The brand new paper published recently by Facebook is connoting the experimentation with teaching the art of negotiations to company’s AI (artificial intelligence). Even though it is not considered as important as other big companies like Apple, Amazon and Microsoft, Facebook’s papers have also stimulated interest in dialog system. It may seem easy but the dialog is very hard which can be explicitly seen in the contemporaries namely Siri, Alexa and Cortana, it not only requires speech recognition but much more efforts in order to provide a remarkable experience to users.
Facebook’s Subtle Art- Negotiation with Humans:
It is very evident that conversational AI’s are here to stay in future and can be used to drive the sales which are why they hold extreme importance. The one disadvantage they carry is their inability to negotiate which becomes a major hindrance to overcome. And Facebook with their deep learning and techniques, taking help from the game theory, has created machines that can negotiate with humans potentially. They have created machines capable of complex bargaining by using the rollout techniques which are more commonly used in game playing AI’s.
Facebook researchers started by dreaming of an imaginary negotiation scenario having humans on Mechanical Turk of Amazon with a clear value function. These humans were asked to negotiate in natural language with an objective of maximizing the reward from a pot. The one thing to be taken into consideration was not to exceed the limit of rounds of dialog which was set as 10 as nobody would receive a reward if this constraint was met.

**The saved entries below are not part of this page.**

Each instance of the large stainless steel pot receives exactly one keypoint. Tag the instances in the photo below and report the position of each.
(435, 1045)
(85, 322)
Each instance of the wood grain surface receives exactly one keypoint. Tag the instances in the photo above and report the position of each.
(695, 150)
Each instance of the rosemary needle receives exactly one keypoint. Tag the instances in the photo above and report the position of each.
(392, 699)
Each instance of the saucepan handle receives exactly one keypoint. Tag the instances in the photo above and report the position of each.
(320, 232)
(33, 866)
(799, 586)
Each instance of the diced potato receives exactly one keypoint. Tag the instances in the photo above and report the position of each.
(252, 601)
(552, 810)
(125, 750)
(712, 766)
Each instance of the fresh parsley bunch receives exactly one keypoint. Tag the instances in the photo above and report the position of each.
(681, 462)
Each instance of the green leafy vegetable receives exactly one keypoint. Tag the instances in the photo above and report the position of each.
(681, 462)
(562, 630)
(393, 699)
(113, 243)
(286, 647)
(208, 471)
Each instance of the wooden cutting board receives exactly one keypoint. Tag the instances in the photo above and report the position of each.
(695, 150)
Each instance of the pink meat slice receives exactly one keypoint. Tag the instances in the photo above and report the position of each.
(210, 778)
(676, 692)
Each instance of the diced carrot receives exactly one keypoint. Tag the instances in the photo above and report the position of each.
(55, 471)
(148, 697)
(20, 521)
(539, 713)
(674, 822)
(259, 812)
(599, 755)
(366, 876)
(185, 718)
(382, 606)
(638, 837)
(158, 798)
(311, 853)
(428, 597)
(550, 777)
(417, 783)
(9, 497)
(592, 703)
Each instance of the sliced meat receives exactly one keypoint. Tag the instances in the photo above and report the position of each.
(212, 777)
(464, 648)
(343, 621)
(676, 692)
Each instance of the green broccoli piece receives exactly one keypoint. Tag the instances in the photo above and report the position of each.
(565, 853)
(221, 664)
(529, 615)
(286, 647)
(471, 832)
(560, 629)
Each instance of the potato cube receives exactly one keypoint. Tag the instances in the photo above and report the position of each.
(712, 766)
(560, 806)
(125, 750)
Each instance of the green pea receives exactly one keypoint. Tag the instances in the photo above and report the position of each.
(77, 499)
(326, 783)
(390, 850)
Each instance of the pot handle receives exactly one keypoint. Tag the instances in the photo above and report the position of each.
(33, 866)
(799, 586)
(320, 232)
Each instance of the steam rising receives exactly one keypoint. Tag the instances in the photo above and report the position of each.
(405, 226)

Both the agents had different preferences and therefore, they had to develop a dialog so as to sort out the objects and decide which objects should be given to which agent considering their preferences. In this process of interaction, machines naturally learnt many classic negotiation tricks one of which is placement of false emphasis on low value items.
This technique basically takes the form of a decision tree which is already a crucial component of several AIs. To define it, a decision tree is a tree which is able to denote all outcomes which can possibly occur after a possible step. These decision trees allow us to take decisions by modeling future states from the present. Albeit humans are also said to be operating according to a decision tree but with us, the possibilities are extremely large in number because of the element of unpredictability.
It can also be understood with the help of the game Tic-Tac-Toe, in the game we have finite options i.e. places where X can be placed, at any given point. So, each turn has a possible value. But dialog is much more complex than such games as the former does not advance from a finite number of outcomes i.e. there exist infinite human responses for any question.
As it is difficult to make the machines interact with humans, Facebook practised its models on negations of humans with each other. Once this happened, pairs of machines were also set to negotiate with the help of reinforcement learning where they were provided with rewards at the end of every good negotiation and that is how the bots were trained.